What, if anything, does "Gyruss" even mean? On first glance, it might just be another nonsensical G-word like "Galaga," which Gyruss obviously takes most of its inspiration from. Or could it be an alternate spelling of "gyrus,"a Latin word that Wiktionary defines as "a circular motion," which is cognate with other words that concern spinning like gyroscope and gyroelectric?

Coincidence or not, Gyruss fits a reductionist description of Galaga projected in pseudo-3D, with the playfield viewed from below, the "top" of it appearing to stretch far into the distance of deep space, and the plane of action folded around into a cylinder. The aspects lifted from Galaga are numerous; enemy ships gradually enter the playfield in sweeping formations, and those which you don't shoot down on their first pass hang back in a slightly pulsating phalanx formation until they've all entered, and then they attack. A special target can be shot to give you a double-firepower upgrade (and unlike Galaga there is no downside and it is crucial that you collect this as soon as possible). There are even "chance stages" that serve as exact analogs to Galaga's "challenging stages," with 40 enemies worth of formations harmlessly moving across the screen in predetermined patterns. If Galaga's flat playing field had simply wrapped itself around from left to right and the alien's attack patterns altered to utilize this, it would play largely the same as Gyruss, and perhaps better as some shooting precision is lost in the faked projection.

But there's something to be said for presentation, and Gyruss' 3D perspective, illusory hyperspace-motion starfield, its stereophonic soundtrack, an electronic-rock interpretation of Bach's Toccata and Fugue that might be the earliest example of in-game music that I've enjoyed listening to, do a lot to make Gyruss feel fast paced, exciting, and fun.



The "tube shooter" format invites comparisons to Atari's Tempest, but I find that in practice the games have little in common.

One addition I appreciated here is the stage progression, where you're warping from Neptune to Uranus and eventually all the way to Earth. Stages aren't hugely distinct from one another - you'll have seen every basic enemy type in the game by the time you reach Neptune, and later rounds just add different colors, attack patterns, and more aggressive AI, but it still lends a feel of desperately racing across the solar system toward home before it's too late, and that sense of progress toward a goal is something completely lacking in Galaga where the stage numbers simply go up to no real end point until you lose your last ship.

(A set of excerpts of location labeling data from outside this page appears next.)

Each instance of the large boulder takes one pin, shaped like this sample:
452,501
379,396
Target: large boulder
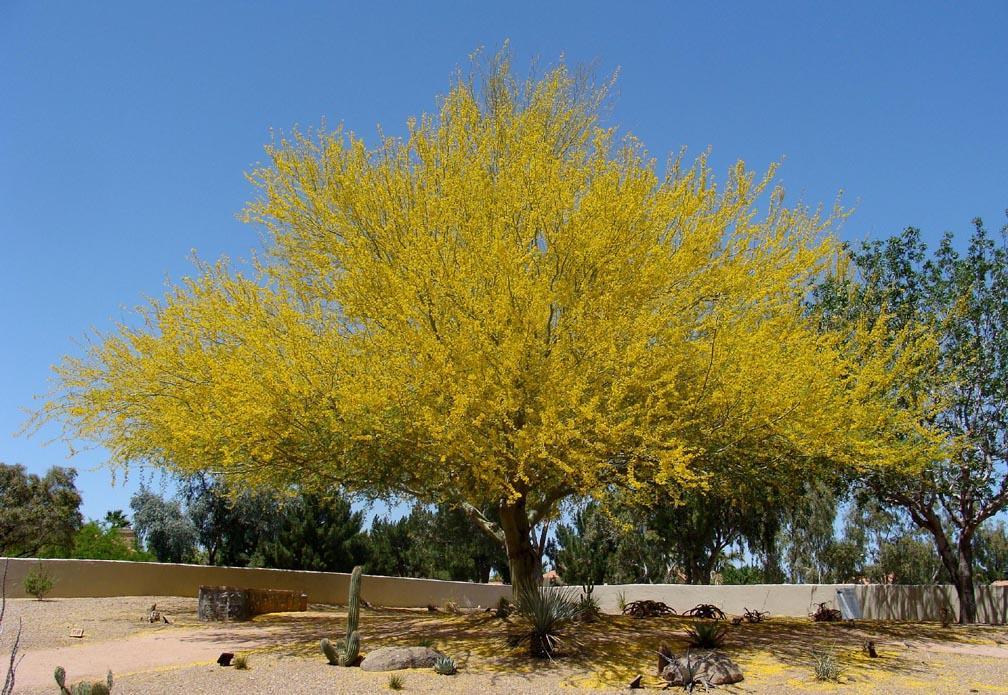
710,668
395,658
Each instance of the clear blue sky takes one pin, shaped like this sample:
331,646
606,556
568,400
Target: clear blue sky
126,128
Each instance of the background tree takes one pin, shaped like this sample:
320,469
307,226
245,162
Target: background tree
965,296
315,533
102,541
162,528
396,548
116,518
231,524
506,309
992,552
38,514
586,550
437,544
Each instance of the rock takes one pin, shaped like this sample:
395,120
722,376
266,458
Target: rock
711,668
395,658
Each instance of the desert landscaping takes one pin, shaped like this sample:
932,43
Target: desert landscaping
775,656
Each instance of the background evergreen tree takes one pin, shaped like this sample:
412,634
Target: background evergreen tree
316,533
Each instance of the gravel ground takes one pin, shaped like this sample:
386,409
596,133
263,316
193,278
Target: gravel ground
48,622
602,657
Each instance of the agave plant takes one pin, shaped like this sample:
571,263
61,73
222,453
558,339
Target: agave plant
446,666
543,612
706,634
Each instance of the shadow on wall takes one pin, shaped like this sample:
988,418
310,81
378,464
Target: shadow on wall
94,578
888,602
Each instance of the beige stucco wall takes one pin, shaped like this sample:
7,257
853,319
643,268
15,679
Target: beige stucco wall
114,578
76,578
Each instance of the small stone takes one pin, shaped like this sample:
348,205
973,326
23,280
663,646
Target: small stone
711,668
395,658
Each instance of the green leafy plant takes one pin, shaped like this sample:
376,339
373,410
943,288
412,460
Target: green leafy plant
504,608
38,582
706,634
446,666
826,665
83,688
347,652
544,612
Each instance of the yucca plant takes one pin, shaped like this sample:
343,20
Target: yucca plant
543,612
826,665
588,608
706,634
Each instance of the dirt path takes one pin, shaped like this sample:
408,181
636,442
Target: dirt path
185,646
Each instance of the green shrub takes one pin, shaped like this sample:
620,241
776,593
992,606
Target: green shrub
38,582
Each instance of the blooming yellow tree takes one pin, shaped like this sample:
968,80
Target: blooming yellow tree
505,309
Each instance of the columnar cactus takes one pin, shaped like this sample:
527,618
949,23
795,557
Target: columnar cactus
347,652
83,688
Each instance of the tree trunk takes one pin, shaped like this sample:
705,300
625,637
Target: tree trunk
964,583
526,568
958,561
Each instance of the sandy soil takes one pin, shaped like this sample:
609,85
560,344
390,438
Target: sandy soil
602,657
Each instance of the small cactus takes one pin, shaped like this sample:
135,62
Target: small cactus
446,666
347,652
83,688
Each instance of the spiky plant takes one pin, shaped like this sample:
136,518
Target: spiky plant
589,609
544,612
347,652
446,666
83,688
706,634
826,665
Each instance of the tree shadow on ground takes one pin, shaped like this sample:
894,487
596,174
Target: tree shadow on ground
610,652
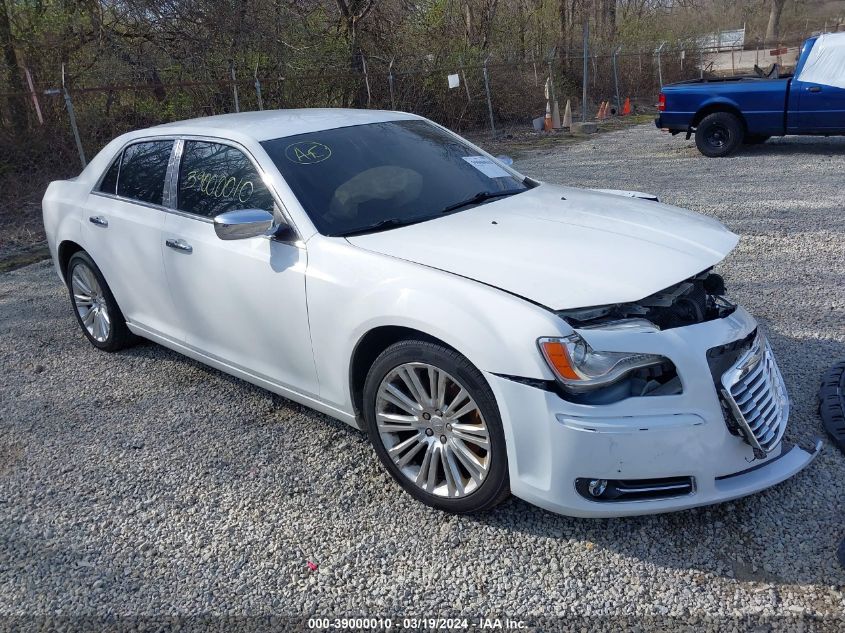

Gyruss does seem to be easier than Galaga - despite the increased difficulty of hitting ships with somewhat imprecise 3D hitboxes, enemies don't fire nearly as aggressively, it's much simpler to collect double firepower and doing so won't sacrifice lives or make you easier to hit in turn, and the few obstacle types aren't a big deal. Once you reach Jupiter, though, it starts getting dramatically harder. Enemies on the way to Mars come out fast, release their shots so closely that you can't reasonably react in time, and will dive in wide, swooping arcs prone to colliding with you. At this point you're better off avoiding the initial attacks and just sniping at them in the distance.

I never quite made it to Earth, and part of the reason was that I eventually got bored of replaying the easier phases in order to reach the later ones. From checking a longplay on Youtube, nothing special happens when you do. You get another chance round, and after that it's three warps to Neptune all over again, but with continually increasing speed and difficulty.

GAB rating: Good. Gyruss might not be the deepest or most technically sound space shooter of its time, but I had a blast while it lasted, and for the cost of a quarter per play, it's a success in my book.

The international arcade game industry shrank somewhat in 1983, and although Gyruss was a success, it didn't have the same power to move units that designer Yoshiki Okamoto's previous hit Time Pilot had. Afterward, depending on the account, he was either downsized, fired, or quit after an ultimatum. But by 1984 he joined a new studio called Capcom, where over the next 20 years he directed or otherwise contributed to multiple games in some of the biggest video arcade game franchises of all time.

Gyruss itself was ported to multiple gaming systems over the next two years including the Atari 400 and Commodore 64, and perhaps most notably to the Famicom Disk System in 1988 where it received several gameplay tweaks and additions including a plot structure, boss fights, and additional weapons.